The scanner is available in stand-alone and inline versions and also can be integrated into production equipment. The stand-alone version is based on the 2D unit or a traversing 1D unit, depending on the part size. It is equipped with a sample chamber of appropriate size, which ensures Class 1 laser-safe operation.

The inline version, typically based on the 1D unit, offers customizable mechanical, electrical, and software interfaces. Its monolithic design is suitable for operation in both clean and harsh environments and may include a tool-free exchangeable window, water cooling, a purge gas system, and shock absorbers. The Class 3b laser system needs to be enclosed or suitably shielded to ensure laser-safe operation. The system comes with safe inputs and outputs, which can be connected to an interlock logic, and a key-actuated control of the laser.
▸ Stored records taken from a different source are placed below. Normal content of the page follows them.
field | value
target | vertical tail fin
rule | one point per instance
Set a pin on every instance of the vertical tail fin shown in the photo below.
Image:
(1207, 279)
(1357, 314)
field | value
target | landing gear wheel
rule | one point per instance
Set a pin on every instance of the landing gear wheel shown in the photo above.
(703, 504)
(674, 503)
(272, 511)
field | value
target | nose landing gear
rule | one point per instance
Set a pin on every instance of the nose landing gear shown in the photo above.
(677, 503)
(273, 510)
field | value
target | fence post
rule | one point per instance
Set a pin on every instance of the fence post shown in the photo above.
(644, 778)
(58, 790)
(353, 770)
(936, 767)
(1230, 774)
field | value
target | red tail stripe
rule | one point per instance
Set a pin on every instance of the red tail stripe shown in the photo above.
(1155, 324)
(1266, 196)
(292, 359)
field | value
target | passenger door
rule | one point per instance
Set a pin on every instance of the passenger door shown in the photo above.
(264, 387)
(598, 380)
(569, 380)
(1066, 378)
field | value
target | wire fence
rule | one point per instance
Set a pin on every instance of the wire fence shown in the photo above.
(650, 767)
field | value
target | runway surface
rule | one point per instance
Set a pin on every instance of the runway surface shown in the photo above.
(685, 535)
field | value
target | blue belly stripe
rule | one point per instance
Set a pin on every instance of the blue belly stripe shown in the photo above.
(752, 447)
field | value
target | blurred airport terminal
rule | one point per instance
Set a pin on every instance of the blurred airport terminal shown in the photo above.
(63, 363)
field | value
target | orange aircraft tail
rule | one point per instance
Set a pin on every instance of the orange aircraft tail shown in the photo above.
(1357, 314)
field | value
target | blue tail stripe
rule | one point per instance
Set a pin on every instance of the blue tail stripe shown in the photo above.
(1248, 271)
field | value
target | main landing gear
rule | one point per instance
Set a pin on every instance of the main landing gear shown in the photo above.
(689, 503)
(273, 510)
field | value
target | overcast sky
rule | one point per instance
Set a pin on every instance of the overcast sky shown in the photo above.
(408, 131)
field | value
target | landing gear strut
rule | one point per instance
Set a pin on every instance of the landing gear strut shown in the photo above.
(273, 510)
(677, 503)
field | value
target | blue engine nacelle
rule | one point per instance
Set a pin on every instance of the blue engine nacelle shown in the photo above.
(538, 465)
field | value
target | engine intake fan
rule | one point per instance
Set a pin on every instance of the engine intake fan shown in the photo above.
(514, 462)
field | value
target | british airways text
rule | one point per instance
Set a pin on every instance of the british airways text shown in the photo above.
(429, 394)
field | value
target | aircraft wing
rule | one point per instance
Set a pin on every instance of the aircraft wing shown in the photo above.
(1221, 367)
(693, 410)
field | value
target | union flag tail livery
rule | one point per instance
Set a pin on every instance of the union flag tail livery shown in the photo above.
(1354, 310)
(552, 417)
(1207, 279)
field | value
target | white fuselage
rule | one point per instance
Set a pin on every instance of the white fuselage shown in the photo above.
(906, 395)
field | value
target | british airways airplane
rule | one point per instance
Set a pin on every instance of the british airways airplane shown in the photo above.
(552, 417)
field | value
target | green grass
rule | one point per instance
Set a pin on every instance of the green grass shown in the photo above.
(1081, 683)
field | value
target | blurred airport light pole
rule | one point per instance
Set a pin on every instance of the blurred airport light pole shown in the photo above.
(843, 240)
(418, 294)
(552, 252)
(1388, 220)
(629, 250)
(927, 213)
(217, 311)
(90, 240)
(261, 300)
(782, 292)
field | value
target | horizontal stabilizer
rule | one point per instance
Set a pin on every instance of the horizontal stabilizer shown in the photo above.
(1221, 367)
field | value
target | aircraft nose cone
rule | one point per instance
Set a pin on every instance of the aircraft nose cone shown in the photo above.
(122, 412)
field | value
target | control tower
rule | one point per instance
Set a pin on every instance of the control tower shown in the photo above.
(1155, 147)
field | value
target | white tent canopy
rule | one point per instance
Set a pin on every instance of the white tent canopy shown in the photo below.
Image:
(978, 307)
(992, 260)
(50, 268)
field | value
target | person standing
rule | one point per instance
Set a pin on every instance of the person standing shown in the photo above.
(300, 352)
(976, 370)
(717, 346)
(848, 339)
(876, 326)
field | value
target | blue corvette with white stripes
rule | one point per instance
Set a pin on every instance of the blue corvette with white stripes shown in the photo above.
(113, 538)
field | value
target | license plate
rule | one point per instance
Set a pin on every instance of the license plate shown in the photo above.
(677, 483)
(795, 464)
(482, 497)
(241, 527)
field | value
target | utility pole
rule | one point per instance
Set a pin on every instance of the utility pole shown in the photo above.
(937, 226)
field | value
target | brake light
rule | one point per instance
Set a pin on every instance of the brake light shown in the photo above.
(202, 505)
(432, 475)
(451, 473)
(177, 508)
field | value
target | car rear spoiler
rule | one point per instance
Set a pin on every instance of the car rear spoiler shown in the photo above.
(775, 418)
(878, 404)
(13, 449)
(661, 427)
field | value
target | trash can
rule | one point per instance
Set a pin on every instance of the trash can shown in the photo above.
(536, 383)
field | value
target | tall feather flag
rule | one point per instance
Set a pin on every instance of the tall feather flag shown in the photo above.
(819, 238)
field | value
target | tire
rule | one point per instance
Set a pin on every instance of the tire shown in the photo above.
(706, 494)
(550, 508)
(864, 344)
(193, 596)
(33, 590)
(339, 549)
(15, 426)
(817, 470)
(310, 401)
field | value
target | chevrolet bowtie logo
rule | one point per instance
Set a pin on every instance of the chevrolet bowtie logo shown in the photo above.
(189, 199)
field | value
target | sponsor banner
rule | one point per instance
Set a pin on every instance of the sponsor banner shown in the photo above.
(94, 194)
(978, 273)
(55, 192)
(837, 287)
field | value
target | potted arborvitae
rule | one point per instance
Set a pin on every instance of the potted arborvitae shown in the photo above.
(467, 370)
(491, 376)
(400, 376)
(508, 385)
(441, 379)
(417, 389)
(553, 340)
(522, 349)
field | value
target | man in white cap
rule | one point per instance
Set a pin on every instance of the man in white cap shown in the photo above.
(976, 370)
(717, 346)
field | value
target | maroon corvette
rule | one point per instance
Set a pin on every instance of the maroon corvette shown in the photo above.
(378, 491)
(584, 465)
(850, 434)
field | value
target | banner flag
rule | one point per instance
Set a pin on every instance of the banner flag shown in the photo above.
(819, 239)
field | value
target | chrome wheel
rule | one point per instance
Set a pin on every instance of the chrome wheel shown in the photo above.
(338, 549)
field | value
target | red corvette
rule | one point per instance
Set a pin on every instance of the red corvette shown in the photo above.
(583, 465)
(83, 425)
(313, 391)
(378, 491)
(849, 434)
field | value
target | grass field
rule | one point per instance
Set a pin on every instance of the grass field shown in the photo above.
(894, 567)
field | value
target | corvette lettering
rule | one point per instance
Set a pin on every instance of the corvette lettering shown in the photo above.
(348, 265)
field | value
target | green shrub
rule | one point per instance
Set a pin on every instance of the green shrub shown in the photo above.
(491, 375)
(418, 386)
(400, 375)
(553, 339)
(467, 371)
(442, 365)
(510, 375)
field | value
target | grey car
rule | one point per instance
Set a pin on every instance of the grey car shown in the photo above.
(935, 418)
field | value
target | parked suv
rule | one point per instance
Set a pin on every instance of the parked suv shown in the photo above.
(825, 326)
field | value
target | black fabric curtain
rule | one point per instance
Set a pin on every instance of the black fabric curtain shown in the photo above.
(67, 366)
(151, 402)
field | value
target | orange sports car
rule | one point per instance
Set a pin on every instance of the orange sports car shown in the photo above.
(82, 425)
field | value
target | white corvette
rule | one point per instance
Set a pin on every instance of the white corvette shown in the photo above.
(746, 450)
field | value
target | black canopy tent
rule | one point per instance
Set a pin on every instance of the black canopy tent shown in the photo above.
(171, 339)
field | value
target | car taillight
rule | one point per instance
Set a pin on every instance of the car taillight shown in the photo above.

With a scan rate of up to 400 lines per second, the 1D model can capture parts or strip metal at a processing speed of 150 m/min. with ¼-in. resolution. That equates to more than 2,000 measurements per square foot. It also can be mounted to a robot, linear axis, or gantry, allowing for flexible and high-speed capture of complex parts of nearly arbitrary size, such as from die casting or panel forming processes. For smaller parts of up to 24 by 24 in., the 2D model with its inherent 2D scan mode is most suitable.

Fast and complete fluorescence inspection of part surfaces using laser scanners helps fabricators achieve seamless quality assurance in demanding processes and industries. It can reduce the number of rejects and improve product quality, safety, and lifetime. Moreover, it can pave the way to more sustainable data-based cleaning and coating processes that may benefit from direct feedback of the inspection device.

These two aluminum blanks were stacked, causing transfer of lubricant from one blank to the other. The lubrication profile shows the resulting strong deviations in lubricant distribution.